Dos 6,65 milhões de trabalhadores domésticos do Brasil, só 31% têm carteira assinada. A precarização do trabalho não é coisa só dos tais grotões do Nordeste. É maioria em todas as regiões do Brasil.
Tenho dificuldade em imaginar uma casa de classe média sem filhos que exija mais do que duas visitas semanais da diarista para se manter apresentável e, quem sabe, até com um feijãozinho congelado na geladeira. Chamar uma diarista duas vezes por semana não configura vínculo empregatício e custa cerca de R$ 640 mensais. Achou caro? Chama uma vez só.
Para quem tem filhos a coisa é mais complicada: a pequena dose de independência e de vida externa que nossas mulheres de classe média conquistaram nas últimas décadas devem-se em parte às mulheres mais pobres que ficaram em casa, cuidando dos filhos delas.

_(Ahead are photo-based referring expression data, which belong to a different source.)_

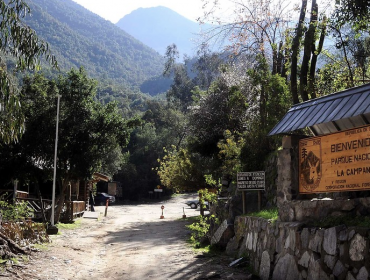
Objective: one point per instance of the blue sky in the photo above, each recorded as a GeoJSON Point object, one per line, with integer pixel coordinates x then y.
{"type": "Point", "coordinates": [114, 10]}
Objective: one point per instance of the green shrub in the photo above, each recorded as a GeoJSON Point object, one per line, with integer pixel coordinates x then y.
{"type": "Point", "coordinates": [14, 212]}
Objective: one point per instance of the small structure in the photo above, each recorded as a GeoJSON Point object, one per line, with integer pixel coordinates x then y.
{"type": "Point", "coordinates": [334, 163]}
{"type": "Point", "coordinates": [327, 174]}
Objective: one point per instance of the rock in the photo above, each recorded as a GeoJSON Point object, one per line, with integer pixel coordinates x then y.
{"type": "Point", "coordinates": [232, 247]}
{"type": "Point", "coordinates": [350, 276]}
{"type": "Point", "coordinates": [286, 268]}
{"type": "Point", "coordinates": [315, 271]}
{"type": "Point", "coordinates": [338, 269]}
{"type": "Point", "coordinates": [305, 260]}
{"type": "Point", "coordinates": [330, 241]}
{"type": "Point", "coordinates": [330, 261]}
{"type": "Point", "coordinates": [316, 241]}
{"type": "Point", "coordinates": [265, 266]}
{"type": "Point", "coordinates": [363, 274]}
{"type": "Point", "coordinates": [305, 238]}
{"type": "Point", "coordinates": [357, 248]}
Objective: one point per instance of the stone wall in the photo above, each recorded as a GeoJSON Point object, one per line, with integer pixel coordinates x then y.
{"type": "Point", "coordinates": [289, 250]}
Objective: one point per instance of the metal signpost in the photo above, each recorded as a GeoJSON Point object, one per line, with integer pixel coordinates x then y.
{"type": "Point", "coordinates": [251, 181]}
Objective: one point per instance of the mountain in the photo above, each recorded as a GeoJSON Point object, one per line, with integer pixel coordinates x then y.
{"type": "Point", "coordinates": [79, 37]}
{"type": "Point", "coordinates": [159, 27]}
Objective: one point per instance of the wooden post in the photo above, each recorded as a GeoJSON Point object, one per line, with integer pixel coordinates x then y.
{"type": "Point", "coordinates": [259, 200]}
{"type": "Point", "coordinates": [243, 197]}
{"type": "Point", "coordinates": [106, 207]}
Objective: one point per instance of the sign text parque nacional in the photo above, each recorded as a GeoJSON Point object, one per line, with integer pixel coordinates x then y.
{"type": "Point", "coordinates": [336, 162]}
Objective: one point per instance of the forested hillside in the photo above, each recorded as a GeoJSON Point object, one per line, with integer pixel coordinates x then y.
{"type": "Point", "coordinates": [80, 38]}
{"type": "Point", "coordinates": [159, 27]}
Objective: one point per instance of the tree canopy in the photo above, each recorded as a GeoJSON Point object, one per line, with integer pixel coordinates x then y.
{"type": "Point", "coordinates": [20, 42]}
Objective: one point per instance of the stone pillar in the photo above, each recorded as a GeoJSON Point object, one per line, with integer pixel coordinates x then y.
{"type": "Point", "coordinates": [288, 178]}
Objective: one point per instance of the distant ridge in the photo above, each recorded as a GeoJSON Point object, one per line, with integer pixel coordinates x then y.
{"type": "Point", "coordinates": [159, 27]}
{"type": "Point", "coordinates": [79, 37]}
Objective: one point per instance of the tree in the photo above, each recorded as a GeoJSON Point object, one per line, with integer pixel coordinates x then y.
{"type": "Point", "coordinates": [20, 42]}
{"type": "Point", "coordinates": [89, 132]}
{"type": "Point", "coordinates": [255, 27]}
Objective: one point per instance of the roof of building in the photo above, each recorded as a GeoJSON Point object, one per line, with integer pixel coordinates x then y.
{"type": "Point", "coordinates": [328, 114]}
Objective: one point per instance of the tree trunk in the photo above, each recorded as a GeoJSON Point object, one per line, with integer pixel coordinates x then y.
{"type": "Point", "coordinates": [61, 199]}
{"type": "Point", "coordinates": [309, 48]}
{"type": "Point", "coordinates": [295, 52]}
{"type": "Point", "coordinates": [312, 80]}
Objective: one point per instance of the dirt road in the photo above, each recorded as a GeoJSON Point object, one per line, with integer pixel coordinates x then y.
{"type": "Point", "coordinates": [132, 242]}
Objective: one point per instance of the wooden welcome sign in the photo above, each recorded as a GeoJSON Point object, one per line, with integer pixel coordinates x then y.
{"type": "Point", "coordinates": [336, 162]}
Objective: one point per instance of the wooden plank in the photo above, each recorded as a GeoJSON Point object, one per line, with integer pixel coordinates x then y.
{"type": "Point", "coordinates": [336, 162]}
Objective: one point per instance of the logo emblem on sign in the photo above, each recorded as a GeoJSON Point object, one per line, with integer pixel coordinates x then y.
{"type": "Point", "coordinates": [310, 167]}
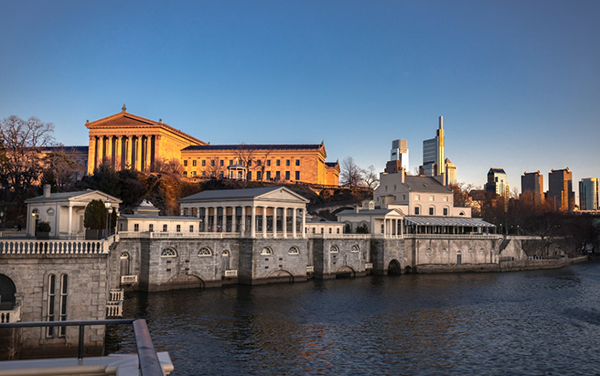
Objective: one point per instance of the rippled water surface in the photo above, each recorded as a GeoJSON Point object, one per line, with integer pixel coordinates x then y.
{"type": "Point", "coordinates": [526, 323]}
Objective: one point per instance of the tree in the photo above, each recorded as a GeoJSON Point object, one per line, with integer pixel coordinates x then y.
{"type": "Point", "coordinates": [23, 141]}
{"type": "Point", "coordinates": [351, 174]}
{"type": "Point", "coordinates": [370, 178]}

Uma empregada que ganha salário mínimo (em São Paulo, R$ 755), que não faz hora extra nem adicional noturno e que recebe R$ 180 mensais de vale transporte (ida e volta de ônibus em São Paulo), R$ 200 de plano de saúde e R$ 250 de auxílio-creche vai custar R$ 1.777 pela nova lei. Três mil é o salário base de um repórter nas melhores redações do país. Para boa parte da classe média, é notável que essa conta não fecha, mas a pergunta é: como fazê-la fechar?
Para uns, a resposta é “contratar” uma empregada mensalista pagando os mesmos R$ 640 que citei aqui como valor de duas diárias semanais de uma faxineira. Os outros – os que me interessam – vão procurar alternativas. E se a gente criasse esquemas de compartilhamento de babás nos condomínios? Melhor ainda: creches comunitárias em que os pais se revezassem no cuidado com as crianças? Que tal se dessa vez nossos perus fossem convocados a resolver o problema?